2. The method according to claim 1, wherein Obtaining the set of packaging sensing devices in S1 includes: S11: Obtain the perceived device demand factors, where the perceived device demand factors include device type, accuracy requirement, response speed, and perceived threshold; S12: Based on the perceived device demand factors, perform perceived factor evaluation on the set of perceived node demand parameters in sequence according to the production line nodes to obtain a set of perceived node device factor characteristic parameters; S13: According to the set of perceived node device factor characteristic parameters, perform coverage angle analysis on the functional structure information of the production line nodes respectively to determine the set of perceived node device layout angles; S14: Based on the set of perceived node device factor characteristic parameters and the set of perceived node device layout angles, determine the set of perceived node device layout characteristic parameters, and deploy sensing devices through the set of perceived node device layout characteristic parameters to obtain the set of packaging sensing devices.

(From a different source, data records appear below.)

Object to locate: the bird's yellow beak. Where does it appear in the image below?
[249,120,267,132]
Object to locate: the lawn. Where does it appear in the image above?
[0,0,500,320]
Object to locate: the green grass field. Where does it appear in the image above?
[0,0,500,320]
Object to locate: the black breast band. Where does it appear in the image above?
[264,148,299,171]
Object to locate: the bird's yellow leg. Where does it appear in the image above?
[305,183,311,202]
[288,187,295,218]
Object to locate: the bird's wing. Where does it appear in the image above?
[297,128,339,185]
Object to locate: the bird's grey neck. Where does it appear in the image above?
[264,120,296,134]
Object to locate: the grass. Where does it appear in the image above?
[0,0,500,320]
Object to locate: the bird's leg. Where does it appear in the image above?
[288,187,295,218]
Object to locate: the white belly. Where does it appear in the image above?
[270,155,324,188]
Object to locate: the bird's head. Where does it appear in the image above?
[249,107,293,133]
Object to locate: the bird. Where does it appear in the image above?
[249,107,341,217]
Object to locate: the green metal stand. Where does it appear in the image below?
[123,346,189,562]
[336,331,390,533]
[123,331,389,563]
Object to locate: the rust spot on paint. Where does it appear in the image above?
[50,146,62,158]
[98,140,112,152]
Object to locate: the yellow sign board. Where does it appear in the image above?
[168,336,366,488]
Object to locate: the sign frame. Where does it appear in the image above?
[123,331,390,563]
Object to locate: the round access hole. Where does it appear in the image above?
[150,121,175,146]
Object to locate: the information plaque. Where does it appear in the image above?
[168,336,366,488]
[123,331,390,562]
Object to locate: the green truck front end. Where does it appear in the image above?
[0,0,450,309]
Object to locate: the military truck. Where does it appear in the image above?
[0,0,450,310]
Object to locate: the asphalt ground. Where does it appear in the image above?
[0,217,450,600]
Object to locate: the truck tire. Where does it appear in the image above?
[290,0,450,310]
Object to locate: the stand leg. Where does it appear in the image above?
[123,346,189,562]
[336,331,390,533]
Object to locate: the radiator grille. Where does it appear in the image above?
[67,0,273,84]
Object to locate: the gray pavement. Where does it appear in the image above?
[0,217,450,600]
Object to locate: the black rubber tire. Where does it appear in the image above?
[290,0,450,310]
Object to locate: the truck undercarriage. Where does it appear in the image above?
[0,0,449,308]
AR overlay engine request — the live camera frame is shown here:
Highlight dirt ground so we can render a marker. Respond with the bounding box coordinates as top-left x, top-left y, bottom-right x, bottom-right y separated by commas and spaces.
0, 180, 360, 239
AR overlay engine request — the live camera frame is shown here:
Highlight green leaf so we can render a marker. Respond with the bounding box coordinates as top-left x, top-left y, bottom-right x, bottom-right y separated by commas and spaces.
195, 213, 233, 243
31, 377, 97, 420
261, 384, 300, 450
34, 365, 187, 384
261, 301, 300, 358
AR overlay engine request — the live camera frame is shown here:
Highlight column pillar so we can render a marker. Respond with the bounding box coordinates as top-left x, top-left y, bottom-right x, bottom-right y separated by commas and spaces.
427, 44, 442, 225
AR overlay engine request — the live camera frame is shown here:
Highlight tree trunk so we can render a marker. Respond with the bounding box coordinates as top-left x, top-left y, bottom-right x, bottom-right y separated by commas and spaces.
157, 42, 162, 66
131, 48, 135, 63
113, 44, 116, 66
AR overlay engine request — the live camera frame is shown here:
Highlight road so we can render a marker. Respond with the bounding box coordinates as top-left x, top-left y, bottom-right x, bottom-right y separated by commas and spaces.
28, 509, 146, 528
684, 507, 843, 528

3. The method according to claim 2, wherein Obtaining the auxiliary material packaging perceived feature data stream in S2 includes: S21: Classify and label the auxiliary material packaging perceived data stream according to the structure type, obtain the data structure type identification information, and match the data structure type identification information with the data preprocessing branch channel to obtain the data structure matching branch channel; S22: Based on the data structure type identification information, perform discriminant splitting on the auxiliary material packaging perceived data stream, and map it with the data structure matching branch channel to obtain the branch channel perceived data stream; S23: According to the data structure matching branch channel, load the data standardization program and the data feature extraction program, and perform data standardization processing on the branch channel perceived data stream based on the data standardization program to obtain the standard branch channel perceived data stream; S24: Extract the correlation perception features from the standard branch channel perception data stream through the data feature extraction program to obtain the auxiliary material packaging perception feature data stream.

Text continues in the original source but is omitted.